As a (universal approximation) function generator, any AGI is a consistent formal system implementing axiomatic theories. It is also able to carry out basic arithmetic. Therefore, it is governed by Gödel’s Incompleteness Theorems.

For the Maker, this means that the AGI will enumerate such potential lawsuits that it, the AGI, will be unable to tell whether they are winnable or not for the Maker (i.e., “provable” based on the Constitution, all statutes, and all existing legal opinions/precedents).

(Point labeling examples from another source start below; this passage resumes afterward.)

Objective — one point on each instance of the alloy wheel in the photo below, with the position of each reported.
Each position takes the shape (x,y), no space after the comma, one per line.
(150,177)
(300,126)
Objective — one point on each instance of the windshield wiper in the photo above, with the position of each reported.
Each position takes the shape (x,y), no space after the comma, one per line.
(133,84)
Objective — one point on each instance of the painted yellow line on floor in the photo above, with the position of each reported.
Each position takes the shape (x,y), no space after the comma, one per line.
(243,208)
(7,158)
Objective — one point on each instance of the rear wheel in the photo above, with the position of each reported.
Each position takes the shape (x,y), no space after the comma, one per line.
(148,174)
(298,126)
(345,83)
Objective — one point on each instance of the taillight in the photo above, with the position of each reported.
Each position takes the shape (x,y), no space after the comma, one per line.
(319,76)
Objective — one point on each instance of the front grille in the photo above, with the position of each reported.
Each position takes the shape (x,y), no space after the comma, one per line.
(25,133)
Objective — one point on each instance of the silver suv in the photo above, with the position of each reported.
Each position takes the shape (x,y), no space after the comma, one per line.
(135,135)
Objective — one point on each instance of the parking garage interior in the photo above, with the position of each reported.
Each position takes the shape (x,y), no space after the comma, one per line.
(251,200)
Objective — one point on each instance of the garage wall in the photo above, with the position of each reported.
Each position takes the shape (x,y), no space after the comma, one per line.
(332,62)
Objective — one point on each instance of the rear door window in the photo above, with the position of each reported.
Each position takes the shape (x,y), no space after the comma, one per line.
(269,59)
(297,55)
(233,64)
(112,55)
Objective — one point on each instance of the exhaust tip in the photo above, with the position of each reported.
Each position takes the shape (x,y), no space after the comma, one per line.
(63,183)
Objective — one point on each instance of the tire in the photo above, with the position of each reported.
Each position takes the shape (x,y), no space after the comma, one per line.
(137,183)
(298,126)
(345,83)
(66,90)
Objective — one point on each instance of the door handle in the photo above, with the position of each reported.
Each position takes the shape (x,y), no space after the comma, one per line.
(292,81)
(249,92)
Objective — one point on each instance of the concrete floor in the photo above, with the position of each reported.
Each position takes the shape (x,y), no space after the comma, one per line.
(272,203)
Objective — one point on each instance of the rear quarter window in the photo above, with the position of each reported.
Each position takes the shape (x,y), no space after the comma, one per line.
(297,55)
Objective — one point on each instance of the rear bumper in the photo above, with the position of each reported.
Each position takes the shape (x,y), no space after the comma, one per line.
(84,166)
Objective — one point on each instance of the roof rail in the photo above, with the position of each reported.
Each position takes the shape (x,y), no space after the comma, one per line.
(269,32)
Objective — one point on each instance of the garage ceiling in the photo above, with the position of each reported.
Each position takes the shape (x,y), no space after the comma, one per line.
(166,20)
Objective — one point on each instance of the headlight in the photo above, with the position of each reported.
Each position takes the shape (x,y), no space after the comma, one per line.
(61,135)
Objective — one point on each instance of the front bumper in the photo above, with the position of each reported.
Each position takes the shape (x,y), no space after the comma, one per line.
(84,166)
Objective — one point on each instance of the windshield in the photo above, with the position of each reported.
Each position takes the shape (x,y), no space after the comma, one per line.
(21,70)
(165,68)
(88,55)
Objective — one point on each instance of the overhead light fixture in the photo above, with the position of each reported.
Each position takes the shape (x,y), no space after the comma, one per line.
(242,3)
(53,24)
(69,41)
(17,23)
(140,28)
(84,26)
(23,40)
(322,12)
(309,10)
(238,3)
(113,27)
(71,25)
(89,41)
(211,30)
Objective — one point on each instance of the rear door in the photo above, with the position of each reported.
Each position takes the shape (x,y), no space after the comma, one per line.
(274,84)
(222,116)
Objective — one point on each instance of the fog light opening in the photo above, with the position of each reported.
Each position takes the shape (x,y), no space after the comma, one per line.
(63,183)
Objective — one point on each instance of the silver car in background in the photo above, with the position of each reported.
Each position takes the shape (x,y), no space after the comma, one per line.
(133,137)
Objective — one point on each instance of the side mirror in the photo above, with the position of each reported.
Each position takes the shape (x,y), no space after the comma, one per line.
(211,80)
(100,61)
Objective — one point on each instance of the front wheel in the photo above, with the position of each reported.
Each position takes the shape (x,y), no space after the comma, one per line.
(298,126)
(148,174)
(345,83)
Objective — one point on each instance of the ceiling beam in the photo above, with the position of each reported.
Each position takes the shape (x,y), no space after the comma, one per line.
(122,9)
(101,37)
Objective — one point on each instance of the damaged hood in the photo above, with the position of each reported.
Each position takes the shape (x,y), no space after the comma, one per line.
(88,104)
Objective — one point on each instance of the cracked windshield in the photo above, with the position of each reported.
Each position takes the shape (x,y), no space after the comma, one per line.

As there is no guarantee that the Maker is wiser than all potential Takers using the same AGI, the incentivized Maker’s only option is to change the law.

1 comments

Theoretical Computer Scientist here: I don't what what "AGI" is, but neither the Large Language Models (ChatGPT) nor humans are a "a consistent formal system implementing axiomatic theories". ChatGPT cannot even reliably do arithmetic.
I was having issues editing the post. I was referring to AGIs as universal approximation functions (or generators thereof).